ファディラ大臣は、最終決定がいつになるかについては明言しなかったが、混合比率20%の「B20」の導入も進めており、全国的に実施されれば、粗パーム油(パーム原油)の消費量が年間100万トン以上に増加するとした。

バイオディーゼルに関しては、アンワル・イブラヒム首相が8月に発表した「国家エネルギー移行ロードマップ(NETR)」第2期に、2030年までの大型車への「B30(パーム油30%混合)」バイオディーゼル利用義務づけが含まれている。

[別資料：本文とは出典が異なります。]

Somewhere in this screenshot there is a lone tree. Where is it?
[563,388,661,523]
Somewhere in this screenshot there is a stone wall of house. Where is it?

「B30」に関しては、2020年2月に発表された「国家自動車政策(NAP2020)」で2025年を目標とする導入計画が発表され、2021年9月発表の「第12次マレーシア計画」でも再度言及されていた。
(ロイター、10月3日)

三菱HCキャピタル、マレーシアとタイ孫企業を直接子会社化

【クアラルンプール=マレーシアBIZナビ】 三菱HCキャピタル(本社・東京都千代田区)は2日、子会社の三菱HCキャピタル・アジア・パシフィック(本社・シンガポール)から、同社のマレーシア、タイ子会社2社および孫会社1社の株式を取得し、直接の子会社とすることを決定したと発表した。

東南アジア諸国連合(ASEAN)地域におけるグループ内の資本関係を整理し、ガバナンス体制の強化および事業運営の合理化・効率化を図る。マレーシアでは、三菱HCキャピタル・アジア・パシフィックの100%子会社でリース業・金融業に携わる三菱HCキャピタル・マレーシア(本社・クアラルンプール)を日本の三菱HCキャピタルの直接の子会社とする。タイでは、 子会社への出資およびコンサルティング業務に携わるMHCマネジメント(タイ) およびリース業・金融業の三菱HCキャピタル(タイ)の2社を子会社化する。関係局からの許認可などを経て年内に再編を完了する予定だ。